Wong defeated Tsen and three independent candidates by a majority of 11,521. That’s bigger than the 10,098 majority her late father, Datuk Stephen Wong, obtained in GE14.
Here are the lessons that PBS or any Opposition party taking on Pakatan Harapan/Parti Warisan Sabah/Upko can learn from the by-election.
Lesson One: Don’t subcontract your campaign to Umno to win Muslim bumiputra voters.
PBS left it to Umno to win the 45% of Sandakan voters who are Muslim bumiputra, mostly the Bajau, Suluk, Bugis and Sungai.
Umno is out of power at the Federal and Sabah-state level. It can no longer give or promise goodies to the voters. It also doesn’t have the same clout it used to have in terms getting its machinery to work.
It is also a dismantled Sabah Umno with almost all its 17 assemblymen and seven MPs – except for Kinabatangan MP Datuk Seri Bung Moktar Radin and Sungai Sibuga assemblyman Tan Sri Musa Aman – joining other parties.
In hindsight, some PBS leaders think that it would have been a better strategy to win over the Muslim voters on their own.
Lesson Two: Don’t send a mixed message to the voters.
Almost immediately after the collapse of the less-than-48-hours-old Sabah government led by Chief Minister Musa Aman, PBS quit Barisan Nasional to go out on its own. About a year later, in the by-election, the Sabah-based multiracial party was back in bed with Umno.
The anti-Umno voters, especially the Chinese, who comprise 51% of total voters, were confused. They did not know whether PBS was in or out of Barisan.
Lesson Three: “Bossku” Datuk Seri Najib Razak is a double-edged sword.
Bossku is popular among Muslim bumiputras in Sabah. This was evident from the rock star welcome he received when he made an appearance at a supermarket in a Sandakan suburb. The former Prime Minister and ex-Umno president was stumping for Tsen on the eve of polling.
However, for most of the Chinese, Najib – who is battling several corruption charges – is the embodiment of the negative side of “malu apa, bossku” (what’s the shame, my boss?).
There are Chinese voters who are disillusioned with DAP but he alienated them so they did not go out to vote for PBS.

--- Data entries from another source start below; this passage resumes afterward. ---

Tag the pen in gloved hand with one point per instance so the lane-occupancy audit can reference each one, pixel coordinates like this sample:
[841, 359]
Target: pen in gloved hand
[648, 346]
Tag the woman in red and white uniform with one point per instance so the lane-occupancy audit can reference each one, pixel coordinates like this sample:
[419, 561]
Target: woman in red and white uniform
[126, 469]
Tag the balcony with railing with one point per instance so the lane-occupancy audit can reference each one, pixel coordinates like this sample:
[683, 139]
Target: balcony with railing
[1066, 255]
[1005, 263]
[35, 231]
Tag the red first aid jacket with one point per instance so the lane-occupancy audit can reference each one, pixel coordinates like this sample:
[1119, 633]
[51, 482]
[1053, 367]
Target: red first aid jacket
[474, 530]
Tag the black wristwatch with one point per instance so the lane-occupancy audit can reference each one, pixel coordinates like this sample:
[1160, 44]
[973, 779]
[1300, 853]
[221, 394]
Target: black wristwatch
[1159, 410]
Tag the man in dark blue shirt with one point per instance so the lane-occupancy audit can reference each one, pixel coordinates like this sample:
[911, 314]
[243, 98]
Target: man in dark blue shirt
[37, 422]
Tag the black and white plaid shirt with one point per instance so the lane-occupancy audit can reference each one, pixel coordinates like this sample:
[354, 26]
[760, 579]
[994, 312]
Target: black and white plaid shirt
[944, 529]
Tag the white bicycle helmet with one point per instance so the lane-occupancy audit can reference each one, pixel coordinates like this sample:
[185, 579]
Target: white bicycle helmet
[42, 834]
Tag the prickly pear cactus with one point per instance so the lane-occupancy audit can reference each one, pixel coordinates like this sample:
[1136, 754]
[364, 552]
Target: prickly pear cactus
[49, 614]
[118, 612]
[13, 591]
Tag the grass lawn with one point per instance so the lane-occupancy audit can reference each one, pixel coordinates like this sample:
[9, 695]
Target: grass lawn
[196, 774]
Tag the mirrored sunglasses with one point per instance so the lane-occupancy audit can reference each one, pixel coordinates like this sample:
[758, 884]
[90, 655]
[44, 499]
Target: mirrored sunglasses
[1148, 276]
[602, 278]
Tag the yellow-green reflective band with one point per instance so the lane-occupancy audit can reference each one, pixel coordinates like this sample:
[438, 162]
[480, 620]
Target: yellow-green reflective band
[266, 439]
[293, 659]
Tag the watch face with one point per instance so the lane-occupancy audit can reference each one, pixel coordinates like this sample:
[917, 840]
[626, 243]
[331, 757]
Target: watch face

Bossku also did not do what PBS expected him to do: inspire enough Muslim bumiputras to come out to vote for Tsen.
Lesson Four: Sabah Chief Minister and Parti Warisan Sabah president Datuk Seri Shafie Apdal is a force to be reckoned with.
The story of the DAP’s stunning victory is as much Shafie’s as it is Wong’s.
Undeniably, Shafie is to Muslim bumiputras – especially the Suluk and Bajau communities – what former Chief Minister and PBS president Tan Sri Joseph Pairin Kitingan was to non-Muslim bumiputras, especially the Kadazandusun and Murut, in the 1980s and 1990s.
During his campaign in Muslim areas, it was easy to see that Shafie has a heart-to-heart connection with the community. He speaks their lingo.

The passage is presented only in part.